The number of publicly available agents can be overwhelming when you are looking for an existing agent that could meet your needs. Several tools can help you find the best agent for your use case.
In this example we want to analyze texts such as this one:
The Imitation Game is a 2014 American historical drama film directed by Morten Tyldum and written by Graham Moore, based on the biography Alan Turing: The Enigma by Andrew Hodges. It stars Benedict Cumberbatch as British cryptanalyst Alan Turing, who decrypted German intelligence messages for the British government during the Second World War. Keira Knightley, Matthew Goode, Rory Kinnear, Charles Dance, and Mark Strong also star.
The screenplay topped the annual Black List for best unproduced Hollywood scripts in 2011. The Weinstein Company acquired the film for $7 million in February 2014, the highest amount ever paid for U.S. distribution rights at the European Film Market. It was released theatrically in the United States on 28 November 2014.
The Imitation Game grossed over $233 million worldwide on a $14 million production budget, making it the highest-grossing independent film of 2014. It received eight nominations at the 87th Academy Awards, winning for Best Adapted Screenplay, five nominations in the 72nd Golden Globe Awards, and three nominations at the 21st Screen Actors Guild Awards. It also received nine BAFTA nominations and won the People’s Choice Award at the 39th Toronto International Film Festival.
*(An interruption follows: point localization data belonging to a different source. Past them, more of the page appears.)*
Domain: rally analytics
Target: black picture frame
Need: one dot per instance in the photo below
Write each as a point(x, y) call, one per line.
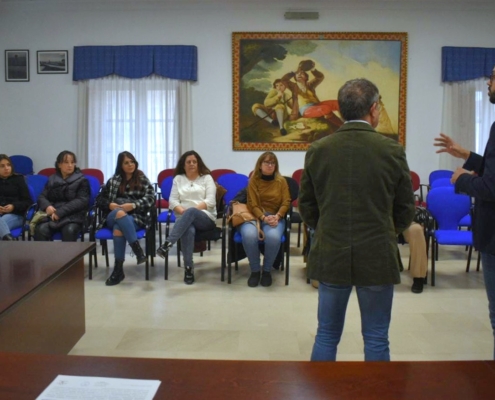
point(52, 61)
point(16, 65)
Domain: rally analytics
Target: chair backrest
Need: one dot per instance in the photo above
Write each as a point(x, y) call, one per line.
point(94, 187)
point(232, 183)
point(37, 183)
point(439, 174)
point(164, 174)
point(415, 180)
point(47, 171)
point(22, 164)
point(441, 182)
point(166, 187)
point(97, 173)
point(447, 207)
point(297, 175)
point(217, 173)
point(293, 188)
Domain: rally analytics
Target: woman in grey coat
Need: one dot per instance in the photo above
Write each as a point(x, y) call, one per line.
point(65, 199)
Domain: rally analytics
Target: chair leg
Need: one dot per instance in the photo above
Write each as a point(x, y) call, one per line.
point(433, 256)
point(469, 258)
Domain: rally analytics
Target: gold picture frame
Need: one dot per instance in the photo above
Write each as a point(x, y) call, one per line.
point(269, 111)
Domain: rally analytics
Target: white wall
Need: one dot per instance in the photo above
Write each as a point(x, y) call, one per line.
point(39, 118)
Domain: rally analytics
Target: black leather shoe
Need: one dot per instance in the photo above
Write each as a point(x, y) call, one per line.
point(163, 249)
point(138, 251)
point(254, 279)
point(266, 279)
point(115, 278)
point(417, 286)
point(189, 276)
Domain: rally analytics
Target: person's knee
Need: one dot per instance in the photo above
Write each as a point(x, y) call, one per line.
point(120, 214)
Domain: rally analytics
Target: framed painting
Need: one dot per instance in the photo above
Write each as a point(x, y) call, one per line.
point(16, 65)
point(52, 61)
point(285, 85)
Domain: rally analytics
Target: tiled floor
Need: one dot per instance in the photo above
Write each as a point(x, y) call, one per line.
point(214, 320)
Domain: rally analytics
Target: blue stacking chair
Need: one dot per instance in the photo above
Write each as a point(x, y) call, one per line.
point(439, 174)
point(22, 164)
point(448, 208)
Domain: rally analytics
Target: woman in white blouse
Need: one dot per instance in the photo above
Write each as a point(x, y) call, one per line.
point(193, 200)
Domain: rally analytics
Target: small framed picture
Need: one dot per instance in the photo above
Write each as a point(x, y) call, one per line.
point(53, 62)
point(17, 65)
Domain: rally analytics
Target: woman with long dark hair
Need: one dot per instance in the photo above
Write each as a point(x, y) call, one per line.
point(193, 200)
point(125, 202)
point(14, 198)
point(65, 199)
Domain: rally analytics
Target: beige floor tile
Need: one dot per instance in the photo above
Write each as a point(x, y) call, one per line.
point(214, 320)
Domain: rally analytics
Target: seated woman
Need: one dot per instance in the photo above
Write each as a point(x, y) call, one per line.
point(268, 198)
point(193, 200)
point(65, 199)
point(125, 202)
point(14, 198)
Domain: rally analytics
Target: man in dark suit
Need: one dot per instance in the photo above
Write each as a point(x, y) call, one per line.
point(356, 193)
point(477, 179)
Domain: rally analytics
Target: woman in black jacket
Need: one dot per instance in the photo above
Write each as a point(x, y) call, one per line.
point(65, 200)
point(14, 198)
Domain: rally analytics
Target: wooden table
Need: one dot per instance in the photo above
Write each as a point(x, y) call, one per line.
point(42, 296)
point(25, 376)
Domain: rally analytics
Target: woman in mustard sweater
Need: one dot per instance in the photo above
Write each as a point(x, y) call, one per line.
point(269, 200)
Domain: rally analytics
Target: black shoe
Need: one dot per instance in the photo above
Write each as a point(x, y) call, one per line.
point(417, 286)
point(266, 279)
point(189, 276)
point(254, 279)
point(163, 249)
point(115, 278)
point(117, 274)
point(138, 251)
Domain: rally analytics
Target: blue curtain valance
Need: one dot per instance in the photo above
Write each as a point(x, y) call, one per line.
point(174, 62)
point(466, 63)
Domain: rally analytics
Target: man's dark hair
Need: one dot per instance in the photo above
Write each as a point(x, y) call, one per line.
point(356, 98)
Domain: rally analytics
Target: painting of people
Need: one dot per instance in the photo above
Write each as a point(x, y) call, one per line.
point(286, 85)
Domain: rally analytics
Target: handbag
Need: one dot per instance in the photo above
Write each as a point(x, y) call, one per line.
point(241, 214)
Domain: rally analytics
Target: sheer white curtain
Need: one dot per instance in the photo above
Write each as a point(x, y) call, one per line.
point(149, 117)
point(467, 117)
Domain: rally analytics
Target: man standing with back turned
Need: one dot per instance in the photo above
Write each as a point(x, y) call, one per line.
point(356, 193)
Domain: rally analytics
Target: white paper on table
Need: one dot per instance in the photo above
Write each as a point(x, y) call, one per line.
point(66, 387)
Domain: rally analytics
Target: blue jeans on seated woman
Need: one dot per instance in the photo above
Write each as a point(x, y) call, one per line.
point(375, 304)
point(185, 228)
point(250, 242)
point(9, 222)
point(127, 226)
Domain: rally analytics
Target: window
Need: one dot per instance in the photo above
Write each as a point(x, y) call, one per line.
point(137, 115)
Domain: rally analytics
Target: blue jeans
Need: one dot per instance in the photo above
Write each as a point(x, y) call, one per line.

The Imitation Game, from Wikipedia
Beyond its cinematographic subject, this text contains many common entities such as names, amounts of money, dates and so on. A good way to start is to search for existing agents and reuse them as dependencies, which can save us a lot of work.
The main agents index lists every agents available to you. Some of them have a
public ribbon meaning any users can access them at least as read-only.
From the agents index, you can access the search bar that allows you to filter agents by name, user name or slug. You can also filter agents by owner and visibility. Use the search bar to filter the list and display only public agents.
Now type the username
viky/. It is a special account hosting officially supported agents provided by Pertimm. They are excellent building blocks for you projects covering a wide range of interpretation recognitions such as dates, numbers, time, money, countries and much more!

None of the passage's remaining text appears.